Visitors to the Hattie Carthan Community Garden in Bedford Stuyvesant, Brooklyn, can relax in an oasis of shade trees in a neighborhood that has one of the city’s lowest ratios of green space per person. The garden’s 62 members grow vegetables in side-by-side plots, and fresh eggs for the Saturday farmers' market are gathered daily from a chicken coop.

A 2002 agreement between the city and community gardeners has allowed some 600 gardens like Hattie Carthan to thrive around the city -- but the agreement expires next month. The Parks Department has proposed new rules to replace the agreement, but garden advocacy groups don’t think they go far enough to protect the spaces from developers.
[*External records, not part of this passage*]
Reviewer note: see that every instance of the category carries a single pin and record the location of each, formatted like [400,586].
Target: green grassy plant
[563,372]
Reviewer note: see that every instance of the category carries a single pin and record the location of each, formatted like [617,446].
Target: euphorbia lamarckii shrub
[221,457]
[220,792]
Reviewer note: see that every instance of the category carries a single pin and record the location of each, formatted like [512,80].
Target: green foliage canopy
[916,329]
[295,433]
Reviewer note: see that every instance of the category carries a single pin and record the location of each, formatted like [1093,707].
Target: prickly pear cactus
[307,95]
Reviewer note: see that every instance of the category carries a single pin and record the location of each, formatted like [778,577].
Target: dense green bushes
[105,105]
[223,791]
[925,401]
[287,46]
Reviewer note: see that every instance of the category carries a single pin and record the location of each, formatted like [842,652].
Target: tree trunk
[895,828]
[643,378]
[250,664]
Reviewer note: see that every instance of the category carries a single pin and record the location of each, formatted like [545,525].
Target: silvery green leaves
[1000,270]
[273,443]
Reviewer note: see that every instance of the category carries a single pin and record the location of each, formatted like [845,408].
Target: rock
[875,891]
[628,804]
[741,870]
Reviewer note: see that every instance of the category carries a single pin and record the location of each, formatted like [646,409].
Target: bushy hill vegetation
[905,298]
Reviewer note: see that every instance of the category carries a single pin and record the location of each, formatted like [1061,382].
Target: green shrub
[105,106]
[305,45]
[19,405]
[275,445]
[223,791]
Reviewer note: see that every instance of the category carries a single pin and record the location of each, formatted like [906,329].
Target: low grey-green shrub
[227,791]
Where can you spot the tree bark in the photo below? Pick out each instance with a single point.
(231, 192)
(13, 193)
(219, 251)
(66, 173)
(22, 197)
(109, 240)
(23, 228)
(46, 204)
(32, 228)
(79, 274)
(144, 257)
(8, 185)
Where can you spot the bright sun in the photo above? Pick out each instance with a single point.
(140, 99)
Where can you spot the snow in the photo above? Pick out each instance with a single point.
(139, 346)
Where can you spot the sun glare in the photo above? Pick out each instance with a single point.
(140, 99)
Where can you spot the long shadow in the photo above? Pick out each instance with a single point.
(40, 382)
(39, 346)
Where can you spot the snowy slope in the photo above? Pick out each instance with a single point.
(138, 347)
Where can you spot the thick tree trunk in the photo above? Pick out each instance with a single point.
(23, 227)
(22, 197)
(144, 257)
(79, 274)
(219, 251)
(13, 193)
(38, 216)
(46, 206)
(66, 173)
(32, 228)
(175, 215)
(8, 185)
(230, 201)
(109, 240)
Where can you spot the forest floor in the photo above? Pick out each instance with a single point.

According to Green Guerillas community organizer Hannah Riseley-White, times have changed from the 1970s and '80s, when the city was happy to see community members take over and improve abandoned parcels of land.

“As the economy has come back and the city has continued to develop, the pressure on that land has increasingly started to grow,” Risely-White says.

Pressure on community gardens reached a climax in the winter of 1999, when the Giuliani administration put 114 gardens on the auction block in a single day,  angering urban farmers and neighborhood activists. Attorney General Eliot Spitzer filed suit to block the destruction of the gardens, and in 2002, newly elected Mayor Michael Bloomberg settled the lawsuit.

Risely-White says that the new rules don't do enough to keep history from repeating.

But Parks Commissioner Adrian Benepe says that the new rules offer more protections for gardeners than the old agreement did. He points out that the city has even invited community gardeners to meet with Parks officials to help shape the language in the new regulations.

That's a must, says Karen Washington, president of the New York City Community Garden Coalition. "If there are rules or regulations pertaining to community gardeners, we must be at the table,” says Washington. “At the table, negotiating, and no longer at the outside looking in.”

Commissioner Benepe says that public testimony at this Tuesday’s public hearing may influence the final draft of the community gardening rules.